[Mailman-Developers] race condition in locking ?

Thomas Wouters thomas@xs4all.net
Mon, 7 Feb 2000 22:44:58 +0100


--oj4kGyHlBMXGt3Le
Content-Type: text/plain; charset=us-ascii

On Mon, Feb 07, 2000 at 10:01:36PM +0100, Harald Meland wrote:

> My current CVS checkout is available ("live" :) under <URL:
> http://www.uio.no/~hmeland/tmp/mailman-userdb/>, with <URL:
> http://www.uio.no/~hmeland/tmp/mailman-userdb/Mailman/LockFile.py>
> being of special interest in this discussion...

Ah, very cool. You'll find my current version of LockFile.py attached, for
reference, as you asked. I think the link() solutions, as opposed to the
rename() solution, is a better one, if you'll premit me. For one, you can
check on lock ownership by statting your own lockfile, which should only be
touched by you, instead of reading a possibly highly volatile lockfile. You
can also doublecheck the lockfile inode, see if it is equal to your own
lockfiles' inode, to confirm that you have the lock.

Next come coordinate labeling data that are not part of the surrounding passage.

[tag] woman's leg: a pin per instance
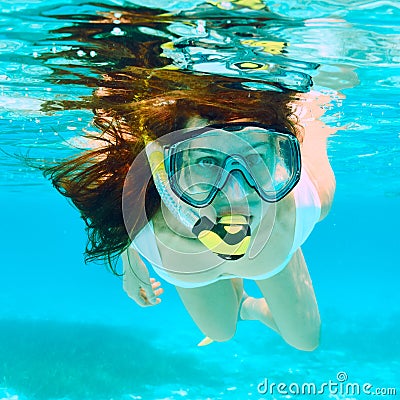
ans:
(214, 308)
(292, 304)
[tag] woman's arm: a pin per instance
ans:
(309, 109)
(137, 282)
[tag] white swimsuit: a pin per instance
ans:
(308, 211)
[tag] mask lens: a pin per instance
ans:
(197, 170)
(199, 166)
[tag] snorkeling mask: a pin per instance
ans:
(198, 165)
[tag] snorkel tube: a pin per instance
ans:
(229, 237)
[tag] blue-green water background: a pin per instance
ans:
(68, 330)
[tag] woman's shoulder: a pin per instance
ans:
(308, 109)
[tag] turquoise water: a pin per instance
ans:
(68, 331)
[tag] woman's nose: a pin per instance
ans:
(236, 186)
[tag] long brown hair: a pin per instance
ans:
(153, 102)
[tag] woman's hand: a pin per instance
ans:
(137, 283)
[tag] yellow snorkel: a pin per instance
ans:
(229, 237)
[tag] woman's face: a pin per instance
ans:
(236, 196)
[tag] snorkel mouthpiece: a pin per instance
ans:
(229, 238)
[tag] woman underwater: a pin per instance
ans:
(207, 183)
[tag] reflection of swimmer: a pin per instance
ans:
(227, 171)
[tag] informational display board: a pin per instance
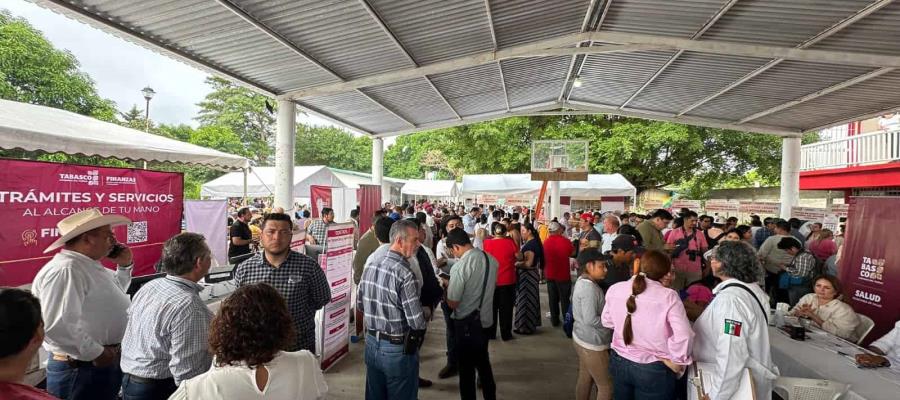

> > I kept the API the same with one teensy exception. With the new
> > locking scheme, it's not possible to 'steal' a lock, only to break
> > the lock and then enter the lock() cycle to try and grab it.

> Umm, I'm not sure that would go down very well with all of (current)
> Mailman, as it would mean you'd have to reload any data that might
> have changed on disk (marshals etc.) if someone else got the lock
> before you...

> I've been taking the approach that the parts of Mailman that actually
> call steal() have to know what they're doing (and grepping seemed to
> indicate that that was correct -- it's mostly used by forked-off
> children to steal locks held by the parent), and thus steal() is
> awfully blunt and just overwrites the current lock.

Ah, well, I couldn't find any parts of Mailman in the CVS tree that acually
_called_ steal, so I couldn't figure out what it should do in borderline
cases. However, reading your LockFile.py made me realise how to steal the
lock. LockFile.steal() now does its utmost best to steal the lock, only
failing if someone else is busy stealing the lock from us. It returns 1 for
success, 0 for failure, mostly because I wanted it to signify that in some
way.

There still are race conditions in there, however, and I doubt we'll ever
get rid of them. You assume the parent knows what it is doing, as where I
assume the parent _knew_ what it is doing, but can be wrong by now ;) Most
of these cases are, granted, _very_ low probability.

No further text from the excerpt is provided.